The quickfire Medication slips seamlessly into Everybody Knows That You're Insane, a powerful thrash of a song that invades your ears in a way only QOTSA can manage. You've already heard Little Sister, Broken Box is insanely sing-along, leaping into the dark Grimm fairy tale that is You've Got A Killer Scene, which also picks up on the human's subconscious love for songs with wordless phrases (read: Hey Jude, or the excellent E-Pro from Beck - Guero) - both powerful but in altogether polarised ways. It's this ability to entangle you in such a wealth of diversity that makes QOTSA what they really are.

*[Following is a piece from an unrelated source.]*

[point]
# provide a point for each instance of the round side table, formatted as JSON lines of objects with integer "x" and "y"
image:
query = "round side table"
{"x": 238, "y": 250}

It took about 4 or 5 hearings, but I've fallen into a dark, edgy lust with every song from this album. And if you have any senses then you just might too.
on 29 March 2005
I'm certain that Josh Homme intended that 'Lullabies to Paralyze' be listened to, loudly, whilst doing the dishes. As I was stood at the sink last Monday night, hands covered in suds, with the third track on this album, 'Everybody Knows that You're Insane', blaring out, I knew this album would turn out to be all that I had hoped it would be.

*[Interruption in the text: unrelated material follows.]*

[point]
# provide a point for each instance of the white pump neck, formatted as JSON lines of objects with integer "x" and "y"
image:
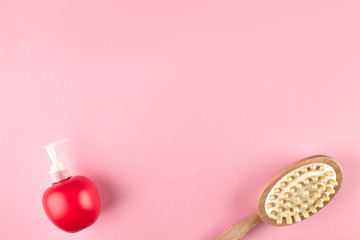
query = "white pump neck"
{"x": 58, "y": 170}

My other half came into the kitchen. She shot the speakers a terse look, and then scowled at me. "That's crap", she said. Now, 'er indoors likes to listen to a bit of 'Keane' in the car. She's also partial to the jazz tendencies of 'Jamie Cullum'. And thus I was relieved that this new 'QOTSA' set wasn't up her street, just as a few years earlier, 'Songs For the Deaf' was proclaimed 'too heavy'.
So, if you're after a record with the necessary ooomph to get you through the dishes quicksmart, that will also keep the little lady in the front room, glued to the soaps, then buy this album.
I can't say it's better or worse than the previous 3 'QOTSA' outings, but I would say that it's more expansive and diverse collection of songs.